If I have a previously failed transfer (eg a folder manually marked as failed) at the top of the queue then any delete operation added after it in the queue is not processed. I assume this is a side affect of the fail-safe that was put in place however it doesn't stop the entire queue, it only marks the delete operations as failed when it gets to them and continues with anything else (in my case there are also raw commands, mkdir, etc interspersed which are still processed). There is nothing in the log related to the delete operations and the queue is not stopped as would be expected by the fail-safe behavior.
I accept that having failed items already in the queue can complicate things and it is my responsibility to use custom command appropriately knowing this (always remember to open a new session). It does however point to unexpected and inconsistent behavior of the fail-safe. It may be worth mentioning that in my custom command I do not initiate the queue. I let it run to queue all the operations than review it before starting the queue (as I am still refining these particular commands).
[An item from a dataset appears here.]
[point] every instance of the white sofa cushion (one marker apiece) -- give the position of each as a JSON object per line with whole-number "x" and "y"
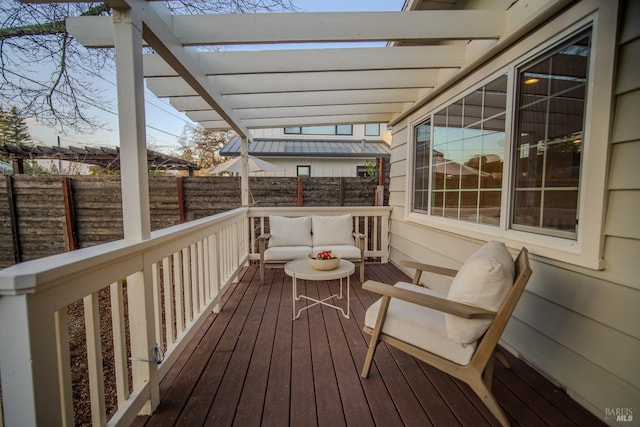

Doing some testing I confirmed that everything functions as expected if I do not have those queue items already marked as failed.
A. If those failed items are at the top then they are left alone (failed) and all following delete operations are not processed (marked failed as it gets to them) but the queue is never stopped as might be expected if the command execution fail-safe is triggered.
B. If those failed items are anywhere else in the queue (middle for example, manually moved down for testing purposes) then they seem to be reset (no longer marked failed) when the queue begins. The queue then processed normally. If those items then fail (in my case they were folders queued for download that had been moved awaiting me to correct/requeue, so they did fail) they are of course marked as failed then the behavior continues as described in A above. This 'reset' does not occur if the failed items are at the top, confirmed by the status log not attempting to process them. I am assuming that this behavior is also tried to the fail-safe, perhaps resetting so that flashfxp can fully attempt to process a queue it thinks is entirely related to the custom command.
In short the issues I see here are...
1. Under these circumstances the fail-safe seems inconsistent as only delete operations are marked failed (no attempt to process) while the rest are performed. This could cause issues if other queue operations rely on on those files being removed (eg upload a new version, or move/rename another file to that filename/location). Given avoiding such potential problems was the point of the fail-safe it should cease processing the queue entirely.
2. It seems unwise that any items marked as failed should be reset, regardless of position, if there are un-failed items in the queue. I have not noticed this behavior in a regular transfer-only queue, only during custom commands that add non-transfer queue items. I have also not tested if this is a wider queue-reset behavior issue that would do the same if I had manually added a non-transfer queue item to a list of failed transfer items as I do not have time at the moment. My guess is that this is in fact a wider issue related to the reset behavior of the queue that may not be taking non-transfer items into consideration when determining if the queue should be reset, but the different behavior depending on the position of the items makes this unclear. Again I have not tested but my guess is that any transfer items are the top would remain un-reset, but any further down (after the first non-transfer item) would likely be reset. Will look closer at this when I have some more time.
Again, clearly I need to remember to always use a fresh session, but the above behaviors could just as easily arise in a clean session using custom commands that use both transfer and non-transfer operations (eg if a transfer operation fails at some stage it will then cause behavior B, rather than stop entirely).